One of the perceptions non-Christians have of Christians, according to the book unChristian is that Christians are judgmental. This judgmentalism is most often seen when we Christians go around the world proclaiming that we have a monopoly on Truth. We beat people over the head with our agenda and even in the face of overwhelming evidence to the contrary, we stick to our guns. Take for instance the oft-sited debate of creationism and evolution. Some of us Christians stick to some variation/combination of the two creation stories in Genesis and at the same time some of us evolutionists are just as convinced to the contrary.
We Christians ought to be able to see something here. Both the religious and the non-religious are being equally stubborn in their views and neither side embodies humility. Each side is busy trying to outshout the other side with their "proof" all the while unwilling (or unable) to concede anything.

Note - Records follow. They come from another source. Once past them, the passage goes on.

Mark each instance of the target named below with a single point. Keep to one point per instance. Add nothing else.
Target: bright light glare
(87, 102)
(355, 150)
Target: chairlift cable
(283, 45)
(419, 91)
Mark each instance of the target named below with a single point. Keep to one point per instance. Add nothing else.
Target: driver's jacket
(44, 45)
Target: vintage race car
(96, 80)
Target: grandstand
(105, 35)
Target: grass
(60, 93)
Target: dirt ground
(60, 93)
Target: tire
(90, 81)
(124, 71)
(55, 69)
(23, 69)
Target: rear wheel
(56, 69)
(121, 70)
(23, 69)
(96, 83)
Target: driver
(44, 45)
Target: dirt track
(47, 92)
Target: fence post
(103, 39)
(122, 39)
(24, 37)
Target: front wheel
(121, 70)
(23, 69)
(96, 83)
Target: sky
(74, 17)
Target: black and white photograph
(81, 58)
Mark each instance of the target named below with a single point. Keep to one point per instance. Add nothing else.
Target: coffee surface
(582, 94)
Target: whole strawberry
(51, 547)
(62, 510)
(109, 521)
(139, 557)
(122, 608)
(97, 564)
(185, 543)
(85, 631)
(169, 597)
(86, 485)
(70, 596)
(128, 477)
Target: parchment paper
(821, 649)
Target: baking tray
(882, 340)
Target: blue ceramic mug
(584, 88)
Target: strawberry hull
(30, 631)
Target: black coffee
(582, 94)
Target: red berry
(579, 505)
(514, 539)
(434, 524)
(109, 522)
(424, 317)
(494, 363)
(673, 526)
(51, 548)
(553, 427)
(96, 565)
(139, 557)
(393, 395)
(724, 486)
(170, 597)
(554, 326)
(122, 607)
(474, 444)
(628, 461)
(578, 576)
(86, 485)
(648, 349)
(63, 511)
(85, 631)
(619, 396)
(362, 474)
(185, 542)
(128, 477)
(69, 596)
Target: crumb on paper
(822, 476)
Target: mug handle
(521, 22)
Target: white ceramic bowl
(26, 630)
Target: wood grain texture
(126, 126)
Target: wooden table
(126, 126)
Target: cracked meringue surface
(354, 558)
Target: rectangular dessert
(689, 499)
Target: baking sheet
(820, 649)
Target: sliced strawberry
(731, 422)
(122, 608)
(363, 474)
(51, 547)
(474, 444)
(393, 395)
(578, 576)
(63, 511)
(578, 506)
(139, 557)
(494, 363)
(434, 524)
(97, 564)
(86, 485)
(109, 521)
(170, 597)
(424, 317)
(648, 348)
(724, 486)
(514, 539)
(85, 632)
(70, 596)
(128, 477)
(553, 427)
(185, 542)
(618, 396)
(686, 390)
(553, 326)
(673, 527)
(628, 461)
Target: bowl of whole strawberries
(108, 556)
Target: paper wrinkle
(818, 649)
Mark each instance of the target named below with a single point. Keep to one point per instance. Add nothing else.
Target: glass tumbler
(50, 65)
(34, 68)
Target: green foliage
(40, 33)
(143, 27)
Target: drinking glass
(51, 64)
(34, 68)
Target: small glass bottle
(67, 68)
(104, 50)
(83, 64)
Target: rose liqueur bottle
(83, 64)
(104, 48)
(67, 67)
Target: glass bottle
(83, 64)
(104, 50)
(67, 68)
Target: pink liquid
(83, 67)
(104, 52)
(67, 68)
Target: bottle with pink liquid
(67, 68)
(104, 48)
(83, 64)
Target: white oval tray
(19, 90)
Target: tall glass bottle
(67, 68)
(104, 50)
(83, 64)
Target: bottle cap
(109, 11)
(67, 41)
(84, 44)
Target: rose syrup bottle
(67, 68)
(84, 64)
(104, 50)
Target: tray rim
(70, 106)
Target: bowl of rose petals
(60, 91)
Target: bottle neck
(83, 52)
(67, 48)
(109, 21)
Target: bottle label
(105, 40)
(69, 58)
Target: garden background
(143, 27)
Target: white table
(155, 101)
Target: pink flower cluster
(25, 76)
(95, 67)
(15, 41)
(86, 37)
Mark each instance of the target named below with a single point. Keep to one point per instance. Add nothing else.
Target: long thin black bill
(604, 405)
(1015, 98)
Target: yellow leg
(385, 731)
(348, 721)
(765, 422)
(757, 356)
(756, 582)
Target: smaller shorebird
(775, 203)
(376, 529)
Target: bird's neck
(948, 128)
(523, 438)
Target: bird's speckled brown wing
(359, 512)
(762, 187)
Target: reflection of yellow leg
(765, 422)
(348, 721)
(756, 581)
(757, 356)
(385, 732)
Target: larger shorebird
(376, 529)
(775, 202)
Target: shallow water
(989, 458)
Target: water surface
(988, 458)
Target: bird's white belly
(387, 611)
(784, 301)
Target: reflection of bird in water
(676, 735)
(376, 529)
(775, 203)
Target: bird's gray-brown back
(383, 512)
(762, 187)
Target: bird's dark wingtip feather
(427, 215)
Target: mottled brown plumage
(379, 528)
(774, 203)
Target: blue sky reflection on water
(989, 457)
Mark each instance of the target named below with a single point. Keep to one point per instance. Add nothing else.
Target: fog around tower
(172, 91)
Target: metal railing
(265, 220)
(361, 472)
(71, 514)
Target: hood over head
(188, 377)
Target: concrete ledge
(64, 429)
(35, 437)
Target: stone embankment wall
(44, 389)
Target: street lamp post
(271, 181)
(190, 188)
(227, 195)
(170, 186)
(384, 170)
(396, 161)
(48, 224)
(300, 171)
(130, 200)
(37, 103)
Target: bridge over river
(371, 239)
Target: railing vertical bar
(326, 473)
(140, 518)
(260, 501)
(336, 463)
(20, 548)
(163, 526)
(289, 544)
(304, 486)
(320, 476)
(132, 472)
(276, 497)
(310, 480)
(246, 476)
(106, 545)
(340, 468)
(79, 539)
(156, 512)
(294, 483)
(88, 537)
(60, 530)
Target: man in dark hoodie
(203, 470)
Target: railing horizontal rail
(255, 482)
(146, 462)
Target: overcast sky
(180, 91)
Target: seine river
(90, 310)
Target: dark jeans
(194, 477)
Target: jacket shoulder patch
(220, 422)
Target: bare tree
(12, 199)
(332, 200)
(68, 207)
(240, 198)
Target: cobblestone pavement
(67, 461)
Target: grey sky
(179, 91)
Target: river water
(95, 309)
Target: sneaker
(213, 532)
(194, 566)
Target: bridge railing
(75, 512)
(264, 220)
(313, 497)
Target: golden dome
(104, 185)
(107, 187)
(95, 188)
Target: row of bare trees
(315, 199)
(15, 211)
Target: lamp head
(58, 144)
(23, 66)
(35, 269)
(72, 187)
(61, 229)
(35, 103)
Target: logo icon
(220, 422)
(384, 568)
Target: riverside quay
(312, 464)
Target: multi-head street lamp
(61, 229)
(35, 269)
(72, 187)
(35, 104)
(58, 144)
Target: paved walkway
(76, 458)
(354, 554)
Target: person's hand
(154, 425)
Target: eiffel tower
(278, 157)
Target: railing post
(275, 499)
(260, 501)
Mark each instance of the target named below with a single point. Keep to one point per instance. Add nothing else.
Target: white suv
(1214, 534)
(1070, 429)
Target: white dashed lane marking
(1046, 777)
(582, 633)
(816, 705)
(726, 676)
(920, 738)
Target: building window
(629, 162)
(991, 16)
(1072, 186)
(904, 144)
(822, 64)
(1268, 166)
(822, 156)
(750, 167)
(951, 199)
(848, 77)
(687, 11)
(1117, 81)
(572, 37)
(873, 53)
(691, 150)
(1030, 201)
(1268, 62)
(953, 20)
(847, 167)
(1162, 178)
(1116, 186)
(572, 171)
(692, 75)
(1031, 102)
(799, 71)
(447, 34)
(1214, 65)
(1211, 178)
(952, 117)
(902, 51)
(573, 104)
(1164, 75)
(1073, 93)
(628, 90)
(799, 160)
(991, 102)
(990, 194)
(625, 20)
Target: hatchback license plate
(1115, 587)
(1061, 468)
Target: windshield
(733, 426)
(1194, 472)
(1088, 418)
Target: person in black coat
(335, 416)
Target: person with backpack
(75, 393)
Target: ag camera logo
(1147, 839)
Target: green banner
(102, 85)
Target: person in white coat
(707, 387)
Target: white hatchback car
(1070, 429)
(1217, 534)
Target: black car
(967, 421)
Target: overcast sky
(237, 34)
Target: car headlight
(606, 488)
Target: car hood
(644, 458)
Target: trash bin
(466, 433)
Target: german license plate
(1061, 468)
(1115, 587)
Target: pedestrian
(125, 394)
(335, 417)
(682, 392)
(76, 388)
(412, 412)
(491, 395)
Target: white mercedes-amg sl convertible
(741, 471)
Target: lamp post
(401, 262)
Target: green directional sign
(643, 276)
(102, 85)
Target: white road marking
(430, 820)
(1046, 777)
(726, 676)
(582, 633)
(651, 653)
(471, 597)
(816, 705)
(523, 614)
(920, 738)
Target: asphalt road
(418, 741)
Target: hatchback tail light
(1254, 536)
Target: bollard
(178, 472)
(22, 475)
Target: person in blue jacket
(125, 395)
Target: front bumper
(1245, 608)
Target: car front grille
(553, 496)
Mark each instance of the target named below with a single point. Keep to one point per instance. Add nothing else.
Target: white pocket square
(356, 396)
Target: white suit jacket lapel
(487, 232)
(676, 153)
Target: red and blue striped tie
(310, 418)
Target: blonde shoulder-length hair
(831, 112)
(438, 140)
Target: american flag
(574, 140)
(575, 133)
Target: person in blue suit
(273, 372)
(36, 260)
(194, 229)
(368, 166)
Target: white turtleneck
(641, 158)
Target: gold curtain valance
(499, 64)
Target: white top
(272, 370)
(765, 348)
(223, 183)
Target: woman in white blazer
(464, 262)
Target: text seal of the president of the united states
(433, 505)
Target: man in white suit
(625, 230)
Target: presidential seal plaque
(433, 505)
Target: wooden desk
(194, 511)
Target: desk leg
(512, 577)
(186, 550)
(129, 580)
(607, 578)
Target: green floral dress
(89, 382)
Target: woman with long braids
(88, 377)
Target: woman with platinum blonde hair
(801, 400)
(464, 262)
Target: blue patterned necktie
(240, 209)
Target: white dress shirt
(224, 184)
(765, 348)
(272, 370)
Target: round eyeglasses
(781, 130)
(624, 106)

It is difficult to admit a concession to an argument if we are "convinced" that we are "right". Just like it is difficult to accept that you are actually blind when in fact you think you can see.
This is an actual medical condition called Anton-Babinski syndrome.
In case you did not follow the link, Anton-Babinski syndrome is a condition in which "People who suffer from it are "cortically blind", but affirm, often quite adamantly and in the face of clear evidence of their blindness, that they are capable of seeing."
While that condition is difficult for me to even consider, I would submit that perhaps all of us have some sort of version of Anton-Babinski syndrome of our thoughts.
We think we are correct in our views and affirm, "often quite adamantly and in the face of clear evidence" to the contrary, that we are correct and others are wrong.
There is a reason Christianity begins with repentance (see Matthew 3 for more information on this). When we repent we confess that we may not have been walking in the correct ways. We embody humility and concede we are wrong.
Even Jesus admitted he was wrong. Even Jesus had a little bit of Anton-Babinski syndrome when he initially refused to see his purpose to the non-Jew.